Review your sample setup: is your sample representative of your target groups on all verticals like age, gender, geography, income, etc.?
You might read this with a smock feeling that this never happens to you or your team. Or you might smile because you recognize how common it is.
It’s not rare that we experience draft questionnaires with a disconnect to reporting requirements - or additional reporting requirements being announced only after the sampling has been completed and those not really matching what’s been researched.
I remember this global food & drinks brand where the survey included brand image statements and concept testing questions. After presenting the results the client came back and asked us to expand the report to include a driver analysis. Those you’d usually make based on a set of satisfaction questions.
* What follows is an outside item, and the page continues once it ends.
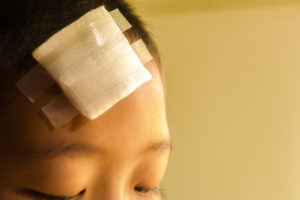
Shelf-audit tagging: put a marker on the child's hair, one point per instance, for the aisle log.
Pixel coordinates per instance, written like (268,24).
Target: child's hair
(27,24)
The morale of this story is that you need to define the type of analysis/reporting you want before finalizing your questionnaire to make sure they match.
Bar charts are not inferential analysis.
If you are a part of 30% of companies with more than 1,000 employees that have a CMI team of less than 10 people or you just feel the general pressure of doing more with less that characterizes the industry (ESOMAR), it may feel tempting to cut reporting down to being descriptive.
Don’t do that.
You cannot tell from a bar chart what is right for your business. Consult your market research agency if you’re in doubt whether your survey design can actually answer your business questions.
In summary, your survey results will only become the decision tool you need if you make sure your research is well-designed. That’s tricky to many CMI teams as it might feel tempting to just launch questionnaires and then figure out the details during or after the sampling has completed. But bar charts will never become valid inferential analysis. So check your survey design carefully. Those extra hours spent can mean a difference of millions of Euros for your business.